季節に置いてきぼりにされる感覚は、十代の頃から、私の中に静かに根づいている。
暑い、寒い、過ごしやすい。春夏秋冬の移り変わりに対して私が思うことはそのくらいだ。情緒に乏しい自覚はある。
帰宅先は、片思い相手の家だ。彼は私の高校時代の家庭教師であり、木造の古い家に住んでいる。

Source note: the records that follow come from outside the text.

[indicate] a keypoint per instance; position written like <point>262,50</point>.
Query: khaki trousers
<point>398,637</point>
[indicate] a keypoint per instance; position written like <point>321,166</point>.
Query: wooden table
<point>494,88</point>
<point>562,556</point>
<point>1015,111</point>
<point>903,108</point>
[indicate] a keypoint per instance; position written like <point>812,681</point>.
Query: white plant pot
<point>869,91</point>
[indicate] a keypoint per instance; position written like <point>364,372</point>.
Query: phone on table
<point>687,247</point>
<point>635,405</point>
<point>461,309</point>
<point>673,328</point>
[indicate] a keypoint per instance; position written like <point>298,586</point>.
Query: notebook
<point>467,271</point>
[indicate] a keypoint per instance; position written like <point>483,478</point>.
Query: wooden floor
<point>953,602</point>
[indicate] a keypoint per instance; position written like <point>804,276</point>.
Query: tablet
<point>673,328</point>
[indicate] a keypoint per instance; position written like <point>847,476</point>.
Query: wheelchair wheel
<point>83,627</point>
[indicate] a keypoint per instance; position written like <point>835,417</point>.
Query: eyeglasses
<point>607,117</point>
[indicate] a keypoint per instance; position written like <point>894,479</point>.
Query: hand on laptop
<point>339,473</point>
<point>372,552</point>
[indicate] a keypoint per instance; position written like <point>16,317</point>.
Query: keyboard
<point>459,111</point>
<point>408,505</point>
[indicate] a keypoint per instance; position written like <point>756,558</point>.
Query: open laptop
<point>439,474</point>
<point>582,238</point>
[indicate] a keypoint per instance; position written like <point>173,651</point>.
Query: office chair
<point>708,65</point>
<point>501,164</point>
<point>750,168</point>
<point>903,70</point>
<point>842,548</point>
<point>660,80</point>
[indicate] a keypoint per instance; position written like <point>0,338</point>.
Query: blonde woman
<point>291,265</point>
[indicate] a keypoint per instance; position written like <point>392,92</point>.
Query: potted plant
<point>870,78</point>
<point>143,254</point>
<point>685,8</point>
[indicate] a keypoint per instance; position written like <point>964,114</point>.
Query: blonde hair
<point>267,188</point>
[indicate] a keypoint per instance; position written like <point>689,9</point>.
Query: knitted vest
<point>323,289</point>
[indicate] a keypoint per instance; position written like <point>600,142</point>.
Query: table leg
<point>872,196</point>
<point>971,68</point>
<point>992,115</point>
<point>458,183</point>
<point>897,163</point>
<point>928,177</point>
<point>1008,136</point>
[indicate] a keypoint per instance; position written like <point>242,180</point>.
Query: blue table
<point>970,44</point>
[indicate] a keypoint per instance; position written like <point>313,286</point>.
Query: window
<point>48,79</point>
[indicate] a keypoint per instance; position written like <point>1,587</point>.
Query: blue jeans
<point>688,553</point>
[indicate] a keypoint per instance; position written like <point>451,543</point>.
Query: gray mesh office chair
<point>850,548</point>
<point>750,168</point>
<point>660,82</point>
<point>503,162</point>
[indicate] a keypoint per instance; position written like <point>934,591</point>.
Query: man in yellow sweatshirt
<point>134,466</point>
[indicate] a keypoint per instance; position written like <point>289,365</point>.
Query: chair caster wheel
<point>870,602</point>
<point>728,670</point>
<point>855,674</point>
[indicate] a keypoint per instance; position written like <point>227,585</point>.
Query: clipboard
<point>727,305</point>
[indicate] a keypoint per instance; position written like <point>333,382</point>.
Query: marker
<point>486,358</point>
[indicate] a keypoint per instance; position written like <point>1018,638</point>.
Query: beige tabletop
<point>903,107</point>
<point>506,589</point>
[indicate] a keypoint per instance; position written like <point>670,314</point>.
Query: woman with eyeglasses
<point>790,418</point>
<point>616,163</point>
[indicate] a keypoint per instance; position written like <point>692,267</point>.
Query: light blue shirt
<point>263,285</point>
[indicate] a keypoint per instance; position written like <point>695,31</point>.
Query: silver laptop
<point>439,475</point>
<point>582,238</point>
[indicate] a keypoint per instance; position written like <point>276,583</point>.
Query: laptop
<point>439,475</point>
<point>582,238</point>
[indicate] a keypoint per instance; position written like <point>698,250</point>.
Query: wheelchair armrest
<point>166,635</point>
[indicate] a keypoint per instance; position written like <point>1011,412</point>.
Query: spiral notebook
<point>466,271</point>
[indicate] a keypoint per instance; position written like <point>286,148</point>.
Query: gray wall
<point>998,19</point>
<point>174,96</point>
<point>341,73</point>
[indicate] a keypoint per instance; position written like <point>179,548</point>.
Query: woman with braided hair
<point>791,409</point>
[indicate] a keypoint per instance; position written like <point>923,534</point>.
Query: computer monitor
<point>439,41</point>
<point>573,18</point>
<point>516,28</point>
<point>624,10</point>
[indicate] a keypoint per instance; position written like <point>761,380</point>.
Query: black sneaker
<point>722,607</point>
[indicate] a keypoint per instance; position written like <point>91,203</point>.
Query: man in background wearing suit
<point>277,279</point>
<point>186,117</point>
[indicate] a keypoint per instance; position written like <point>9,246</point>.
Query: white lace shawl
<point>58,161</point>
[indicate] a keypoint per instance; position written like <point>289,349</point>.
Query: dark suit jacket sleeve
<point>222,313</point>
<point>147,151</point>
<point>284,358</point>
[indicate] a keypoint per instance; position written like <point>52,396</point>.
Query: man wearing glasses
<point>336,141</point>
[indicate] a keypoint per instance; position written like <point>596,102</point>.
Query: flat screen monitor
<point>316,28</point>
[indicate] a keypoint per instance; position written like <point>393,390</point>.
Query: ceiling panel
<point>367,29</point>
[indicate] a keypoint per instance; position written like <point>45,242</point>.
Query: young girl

二年前から、私は彼と――当たり障りのない言い方をするなら〝ルームシェア〟をしている。真相は、職を失って路頭に迷った当時の私が、勝手に彼の住まいに押しかけたというだけなのだが。
「ただいま」
閑静な住宅街の、さらに入り組んだ細道の先に建つその家は、夜遊びに耽った私の気怠い心身を興味なさげに迎え入れる。
かけた声に返事はない。が、あっても怖い。
居間は無人だったから、奥側に続く台所へ向かう。ガラ、と引き戸を開けて台所を覗くと、換気扇の下で煙草を吸っていた彼と目が合った。その視線は関心がなさそうにすぐ逸れ、私はむしろそのことに安堵する。
「……ただいま、先生」
足音を殺しながら歩み寄り、背中から抱きついた。
元々の癖っ毛を寝癖で余計に拗らせた彼の髪の毛先が、弾みで微かに揺れる。柔らかそうだ。実際に柔らかいかどうかは分からない。直に触れたことがないからだ。
返事はやはりなく、唐突な抱擁は受け入れられるでも引き剥がされるでもない。はなから相手にされていないのだ。そのこともまた、私により一層の安堵を連れてくる。
背中に生身の重りをぶら下げた先生は、普段の猫背をさらに丸め、顔色ひとつ変えず煙草の火を消した。ヘビースモーカー気味の先生は、基本的に、気管がさほど強くない私の前で煙草を吸わない。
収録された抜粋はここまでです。